From Ohio, Mitch Ellis writes that his unit had performed for an evening mass at a university, doing the play ANYBODY KNOW THE WAY. “Afterwards, a man came up and began
talking. He explained he was an alcoholic who had been sober for several months, but his wife, a Christian, was leaving him. He was himself trying to accept the Lord, but could not understand why he had to go through all that he had. The line from the play, ‘different paths for different people, I reckon’ opened up a new understanding for him in the ways of the Lord. He said the play gave hope and a reason to persevere. Praise the Lord!”
Jesus said, “What my Father wants is that all who see the Son and believe in him should have eternal life… I will never turn away anyone who comes to me…” With this great promise before us, we can truly commit ourselves to hope eternally with confidence and faith.
II Corinthians 1:5-7 (Good News Translation) "Just as we have a share in Christ’s many sufferings, so also through Christ we share in God’s great help.
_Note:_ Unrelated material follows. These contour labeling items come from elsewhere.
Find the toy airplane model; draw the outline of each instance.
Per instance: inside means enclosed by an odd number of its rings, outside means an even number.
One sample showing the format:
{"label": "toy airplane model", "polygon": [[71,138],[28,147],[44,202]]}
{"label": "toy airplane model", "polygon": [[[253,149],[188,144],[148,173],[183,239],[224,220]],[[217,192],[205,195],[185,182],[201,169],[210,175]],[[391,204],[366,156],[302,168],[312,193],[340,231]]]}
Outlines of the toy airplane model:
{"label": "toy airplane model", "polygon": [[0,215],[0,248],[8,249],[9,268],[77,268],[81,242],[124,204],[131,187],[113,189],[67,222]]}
If we suffer, it is for your help and salvation; if we are helped, then you too are helped and given the strength to endure with patience the same sufferings that we also endure. So our hope in you is never shaken; we know that just as you share in our sufferings, you also share in the help we receive."
PRAYER: Thank you, Father, that through your son, Jesus Christ, I have eternal hope. Give me the confidence and strength of the Holy Spirit this day that other people will see You in me – and receive your love.